Volvió a pasar por su corazón la fraternidad naciente, los caminos recorridos con sus hermanos, la alegría de vivir sin nada, pero teniéndolo todo, el regalo de la hermana Clara... Evocó la sonrisa del niño de Belén al que pudo acunar, y también los momentos de soledad en el monte Alvernia, donde el amor lo marcó con los signos de la cruz. Y en su memoria, el Cántico de las criaturas seguía cantando: una alabanza que había nacido en la enfermedad, en la pobreza, en el dolor, pero también en la luz.

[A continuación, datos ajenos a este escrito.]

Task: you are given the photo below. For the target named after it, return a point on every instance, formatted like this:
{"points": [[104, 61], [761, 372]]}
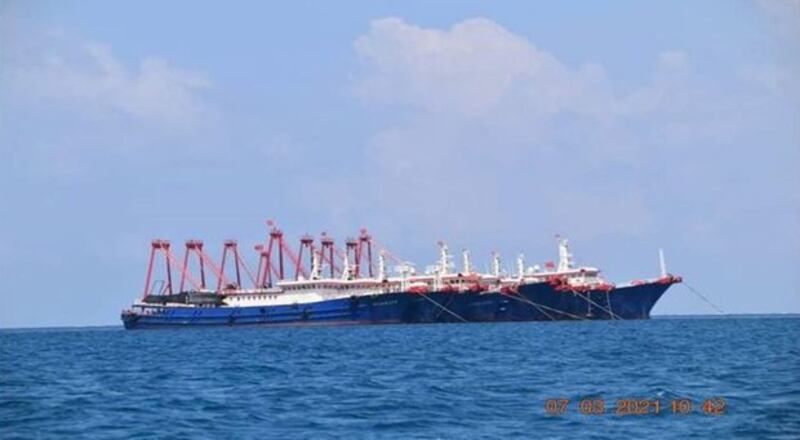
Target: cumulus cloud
{"points": [[85, 76], [498, 122], [471, 69]]}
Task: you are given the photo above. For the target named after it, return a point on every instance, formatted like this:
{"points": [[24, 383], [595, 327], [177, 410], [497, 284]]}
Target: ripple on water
{"points": [[421, 381]]}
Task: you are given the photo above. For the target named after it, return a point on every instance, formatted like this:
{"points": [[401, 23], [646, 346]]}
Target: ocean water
{"points": [[414, 381]]}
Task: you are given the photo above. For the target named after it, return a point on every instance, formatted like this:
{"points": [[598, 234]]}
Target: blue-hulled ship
{"points": [[334, 291]]}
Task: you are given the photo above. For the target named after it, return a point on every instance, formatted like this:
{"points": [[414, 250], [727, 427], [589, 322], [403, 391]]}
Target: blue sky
{"points": [[625, 126]]}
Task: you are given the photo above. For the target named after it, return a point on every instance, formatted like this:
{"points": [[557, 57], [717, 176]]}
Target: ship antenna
{"points": [[496, 264], [382, 265], [564, 257]]}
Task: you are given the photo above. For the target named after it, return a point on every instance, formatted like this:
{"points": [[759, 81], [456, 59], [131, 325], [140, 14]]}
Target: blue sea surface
{"points": [[405, 381]]}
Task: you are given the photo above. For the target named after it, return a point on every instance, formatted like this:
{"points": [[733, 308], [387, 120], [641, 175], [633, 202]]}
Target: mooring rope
{"points": [[536, 305], [701, 296], [613, 316], [443, 307], [531, 303]]}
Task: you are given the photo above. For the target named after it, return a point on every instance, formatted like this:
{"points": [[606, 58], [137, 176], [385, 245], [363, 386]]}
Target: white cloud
{"points": [[471, 69], [86, 76]]}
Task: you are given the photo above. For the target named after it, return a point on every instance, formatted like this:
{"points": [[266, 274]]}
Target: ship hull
{"points": [[531, 302]]}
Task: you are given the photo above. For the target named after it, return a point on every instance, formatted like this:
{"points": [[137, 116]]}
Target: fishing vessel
{"points": [[345, 287]]}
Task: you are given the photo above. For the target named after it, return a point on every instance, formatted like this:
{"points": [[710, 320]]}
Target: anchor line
{"points": [[608, 301], [537, 306], [703, 297], [449, 301], [443, 307], [589, 300], [531, 303]]}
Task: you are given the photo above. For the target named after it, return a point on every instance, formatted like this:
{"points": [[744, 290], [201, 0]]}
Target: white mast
{"points": [[444, 259], [564, 257], [346, 268], [315, 266], [467, 264], [382, 265], [495, 264]]}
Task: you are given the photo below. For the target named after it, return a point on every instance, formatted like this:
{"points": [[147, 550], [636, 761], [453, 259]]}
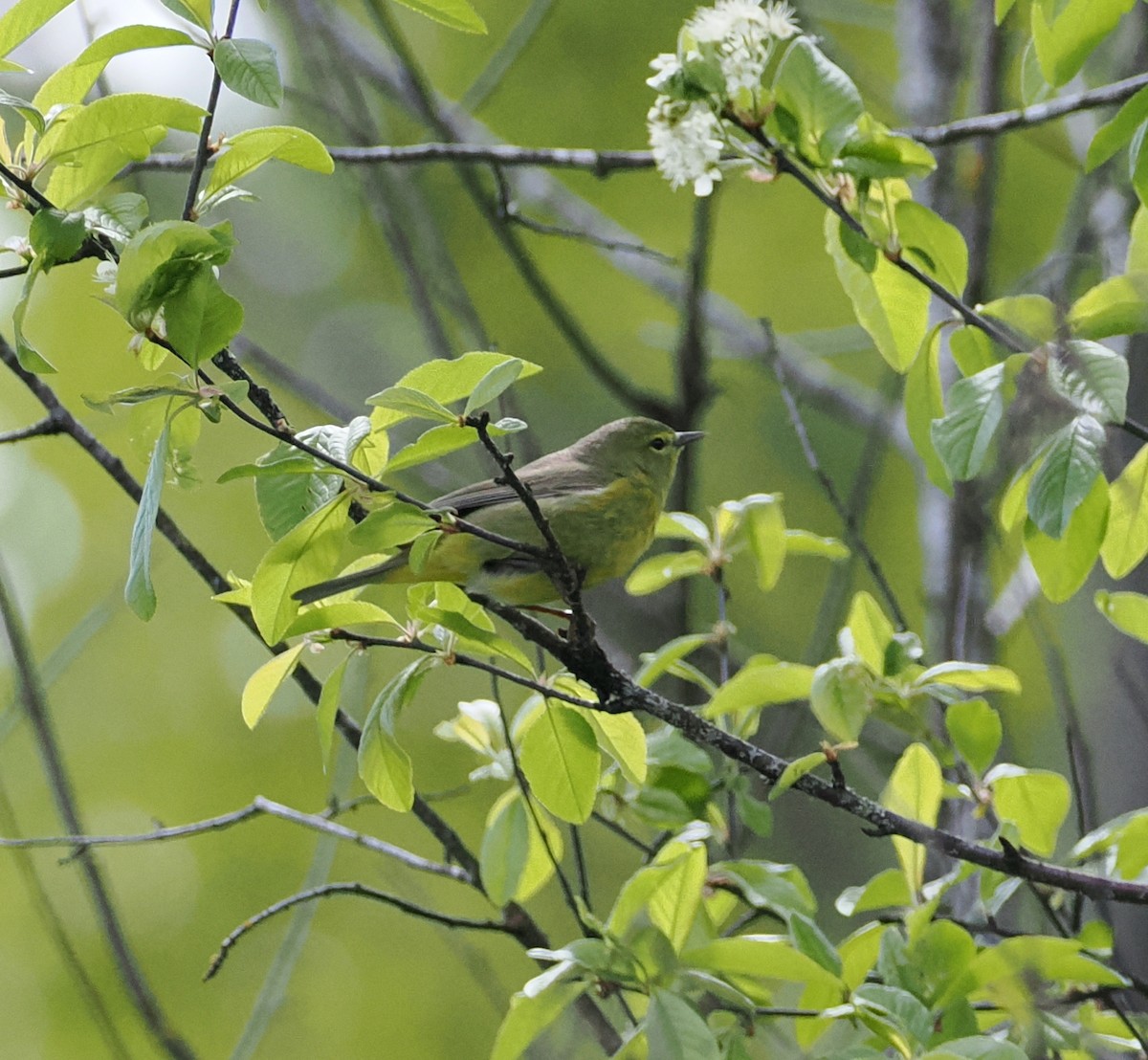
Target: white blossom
{"points": [[687, 144]]}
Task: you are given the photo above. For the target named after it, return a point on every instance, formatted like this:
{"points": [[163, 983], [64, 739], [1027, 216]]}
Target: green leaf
{"points": [[1072, 463], [514, 859], [889, 303], [412, 403], [1115, 307], [328, 708], [976, 732], [795, 771], [267, 681], [1036, 801], [659, 571], [820, 97], [799, 542], [1126, 538], [666, 894], [304, 556], [1092, 378], [560, 758], [1117, 131], [923, 403], [1063, 565], [27, 110], [761, 957], [384, 765], [193, 11], [970, 677], [90, 144], [1128, 611], [456, 14], [764, 525], [933, 245], [531, 1014], [623, 738], [73, 81], [201, 319], [657, 663], [246, 152], [492, 385], [1065, 41], [842, 697], [885, 890], [676, 1031], [56, 235], [976, 408], [447, 382], [251, 69], [138, 593], [763, 681], [870, 630], [387, 528], [23, 18], [914, 790]]}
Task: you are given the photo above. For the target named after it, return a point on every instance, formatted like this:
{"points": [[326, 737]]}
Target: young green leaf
{"points": [[914, 790], [1071, 466], [138, 591], [890, 304], [560, 758], [1063, 565], [267, 681], [976, 732], [246, 152], [303, 557], [250, 68], [456, 14]]}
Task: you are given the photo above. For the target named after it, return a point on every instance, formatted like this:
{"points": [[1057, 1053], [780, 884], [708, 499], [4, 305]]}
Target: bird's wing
{"points": [[545, 479]]}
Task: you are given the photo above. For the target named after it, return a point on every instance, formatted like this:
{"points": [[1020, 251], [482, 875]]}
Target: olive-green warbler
{"points": [[602, 497]]}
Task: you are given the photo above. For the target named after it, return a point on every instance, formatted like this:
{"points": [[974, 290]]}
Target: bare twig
{"points": [[360, 890]]}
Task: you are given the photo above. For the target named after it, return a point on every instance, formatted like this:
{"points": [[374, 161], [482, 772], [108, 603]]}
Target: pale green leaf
{"points": [[250, 68], [889, 303], [659, 571], [1063, 564], [1036, 801], [138, 593], [265, 682], [560, 758], [970, 676], [914, 790], [456, 14], [1128, 611], [245, 152], [1126, 538], [933, 245], [72, 81], [1071, 469], [307, 555], [976, 732], [676, 1031]]}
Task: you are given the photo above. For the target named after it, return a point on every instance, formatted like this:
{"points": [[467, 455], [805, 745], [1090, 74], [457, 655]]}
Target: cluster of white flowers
{"points": [[686, 136], [687, 143]]}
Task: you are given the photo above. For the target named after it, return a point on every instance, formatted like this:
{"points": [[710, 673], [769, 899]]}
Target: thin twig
{"points": [[360, 890], [35, 706], [202, 149]]}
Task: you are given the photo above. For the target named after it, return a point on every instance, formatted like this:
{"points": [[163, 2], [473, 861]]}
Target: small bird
{"points": [[602, 497]]}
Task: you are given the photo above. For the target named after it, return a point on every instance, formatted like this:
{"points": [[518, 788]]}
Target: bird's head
{"points": [[636, 447]]}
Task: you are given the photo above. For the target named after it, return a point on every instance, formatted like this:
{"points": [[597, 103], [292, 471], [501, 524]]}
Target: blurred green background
{"points": [[148, 714]]}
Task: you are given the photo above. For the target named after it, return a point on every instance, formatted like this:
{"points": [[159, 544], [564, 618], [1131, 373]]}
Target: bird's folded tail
{"points": [[350, 582]]}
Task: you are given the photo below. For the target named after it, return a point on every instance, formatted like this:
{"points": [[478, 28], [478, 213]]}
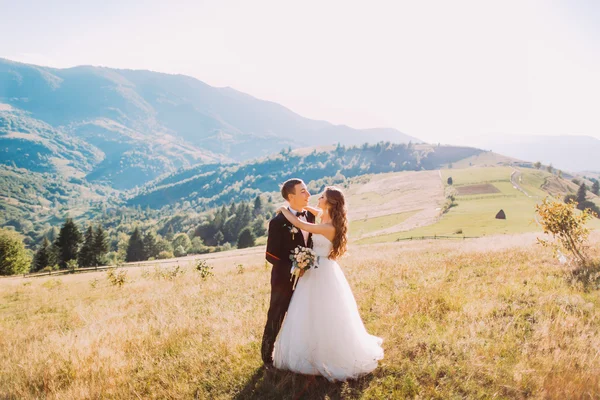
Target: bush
{"points": [[14, 259], [180, 252], [570, 198], [589, 205], [116, 278], [567, 227], [204, 269], [163, 255]]}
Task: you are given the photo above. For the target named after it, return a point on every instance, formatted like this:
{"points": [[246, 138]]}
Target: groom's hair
{"points": [[289, 186]]}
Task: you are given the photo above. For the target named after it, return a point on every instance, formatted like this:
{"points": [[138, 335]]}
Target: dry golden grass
{"points": [[486, 318]]}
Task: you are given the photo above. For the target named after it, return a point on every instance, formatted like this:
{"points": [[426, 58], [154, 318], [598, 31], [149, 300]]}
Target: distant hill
{"points": [[570, 153], [132, 126], [210, 185]]}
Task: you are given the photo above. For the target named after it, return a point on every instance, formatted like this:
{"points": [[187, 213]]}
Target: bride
{"points": [[323, 333]]}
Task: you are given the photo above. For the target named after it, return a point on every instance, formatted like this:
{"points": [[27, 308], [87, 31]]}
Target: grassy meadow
{"points": [[474, 214], [495, 317]]}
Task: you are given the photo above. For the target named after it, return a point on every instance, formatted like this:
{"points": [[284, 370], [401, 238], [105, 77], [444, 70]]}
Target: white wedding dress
{"points": [[323, 333]]}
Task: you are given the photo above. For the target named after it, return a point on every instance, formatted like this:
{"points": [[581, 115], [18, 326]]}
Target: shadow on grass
{"points": [[587, 277], [287, 385]]}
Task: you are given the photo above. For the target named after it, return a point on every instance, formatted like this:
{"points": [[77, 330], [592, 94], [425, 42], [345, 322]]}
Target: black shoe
{"points": [[269, 366]]}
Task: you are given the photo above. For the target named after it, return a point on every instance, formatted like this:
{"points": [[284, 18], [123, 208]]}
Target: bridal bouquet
{"points": [[303, 258]]}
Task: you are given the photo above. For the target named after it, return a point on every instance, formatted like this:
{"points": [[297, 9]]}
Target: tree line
{"points": [[238, 224]]}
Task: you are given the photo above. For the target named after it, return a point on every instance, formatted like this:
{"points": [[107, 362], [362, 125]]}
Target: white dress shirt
{"points": [[301, 218]]}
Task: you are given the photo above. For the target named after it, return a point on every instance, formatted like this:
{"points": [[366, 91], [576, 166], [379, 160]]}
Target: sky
{"points": [[443, 71]]}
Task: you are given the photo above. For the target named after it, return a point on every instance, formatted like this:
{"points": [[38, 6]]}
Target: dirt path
{"points": [[513, 179]]}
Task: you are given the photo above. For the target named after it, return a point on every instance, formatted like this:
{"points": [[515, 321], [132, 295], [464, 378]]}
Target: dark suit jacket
{"points": [[280, 242]]}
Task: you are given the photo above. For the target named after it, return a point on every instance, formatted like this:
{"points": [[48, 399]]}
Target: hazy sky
{"points": [[442, 71]]}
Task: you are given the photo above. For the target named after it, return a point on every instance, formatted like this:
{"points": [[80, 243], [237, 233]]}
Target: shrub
{"points": [[179, 252], [204, 269], [567, 227], [163, 255]]}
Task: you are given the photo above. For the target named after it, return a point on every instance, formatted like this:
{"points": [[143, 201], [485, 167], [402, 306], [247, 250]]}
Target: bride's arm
{"points": [[314, 210], [324, 229]]}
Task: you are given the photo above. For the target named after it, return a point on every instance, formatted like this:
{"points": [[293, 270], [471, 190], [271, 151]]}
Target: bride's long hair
{"points": [[339, 219]]}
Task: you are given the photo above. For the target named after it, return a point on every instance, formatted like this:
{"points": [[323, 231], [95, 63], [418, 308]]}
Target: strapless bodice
{"points": [[321, 245]]}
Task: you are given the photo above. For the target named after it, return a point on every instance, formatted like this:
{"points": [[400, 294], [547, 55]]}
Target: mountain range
{"points": [[127, 127], [573, 153]]}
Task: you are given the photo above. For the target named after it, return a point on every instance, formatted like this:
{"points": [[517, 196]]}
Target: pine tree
{"points": [[135, 248], [596, 188], [170, 233], [232, 210], [183, 240], [258, 207], [219, 238], [581, 193], [43, 257], [150, 249], [86, 254], [13, 256], [67, 243], [245, 239], [100, 246]]}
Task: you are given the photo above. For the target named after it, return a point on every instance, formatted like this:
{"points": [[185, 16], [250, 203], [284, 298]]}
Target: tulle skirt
{"points": [[323, 333]]}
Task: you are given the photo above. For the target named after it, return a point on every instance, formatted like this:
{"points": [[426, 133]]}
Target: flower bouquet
{"points": [[303, 258]]}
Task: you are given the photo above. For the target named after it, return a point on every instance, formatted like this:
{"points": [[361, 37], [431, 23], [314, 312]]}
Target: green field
{"points": [[474, 215], [362, 227]]}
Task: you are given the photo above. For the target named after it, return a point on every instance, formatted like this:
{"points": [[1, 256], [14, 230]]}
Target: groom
{"points": [[283, 238]]}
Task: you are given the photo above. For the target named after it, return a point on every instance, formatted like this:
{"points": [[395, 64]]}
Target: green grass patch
{"points": [[364, 226]]}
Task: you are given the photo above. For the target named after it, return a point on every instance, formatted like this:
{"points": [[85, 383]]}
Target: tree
{"points": [[246, 239], [100, 246], [150, 248], [596, 188], [67, 243], [135, 249], [198, 246], [86, 254], [170, 233], [14, 259], [258, 207], [219, 237], [259, 227], [179, 251], [43, 257], [183, 240], [581, 193], [567, 228], [163, 245]]}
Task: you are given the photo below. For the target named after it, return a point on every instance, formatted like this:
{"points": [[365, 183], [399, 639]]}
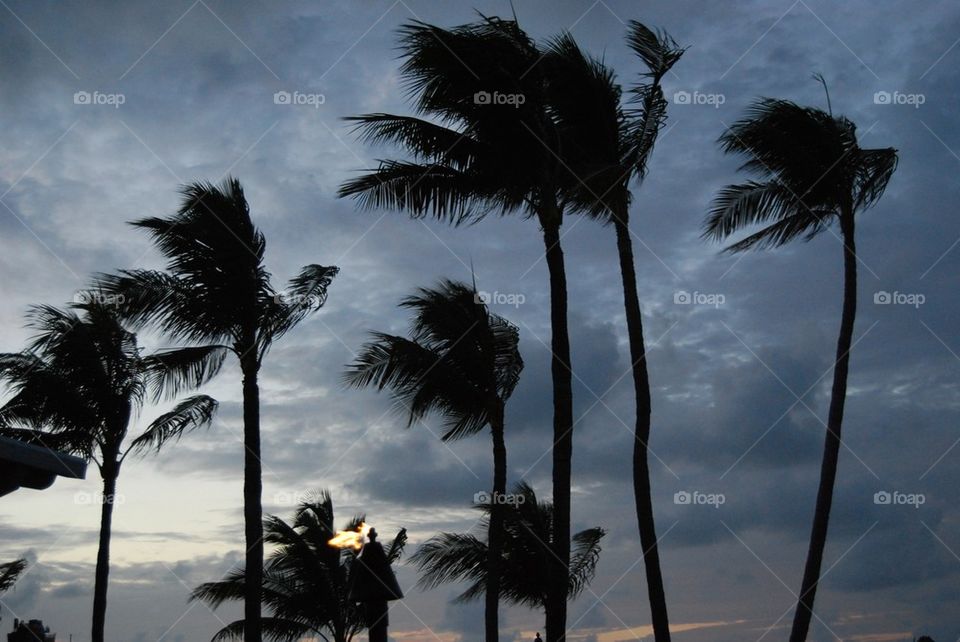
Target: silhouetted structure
{"points": [[373, 584], [32, 631], [24, 465]]}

Francisco murió pobre, tendido en el suelo, rodeado de hermanos, con la mirada puesta en Cristo y el alma llena de paz. Y en esa última mirada interior, reconoció que cada experiencia —la alegría, el sufrimiento, el servicio, la fraternidad— había sido parte del camino que lo conformó a imagen del amado.
El tránsito de Francisco fue una despedida serena, profundamente humana y profundamente divina. Francisco entrega su aliento último no con temor, sino con gratitud: por haber amado, por haber servido, por haber sido transformado en otro Cristo.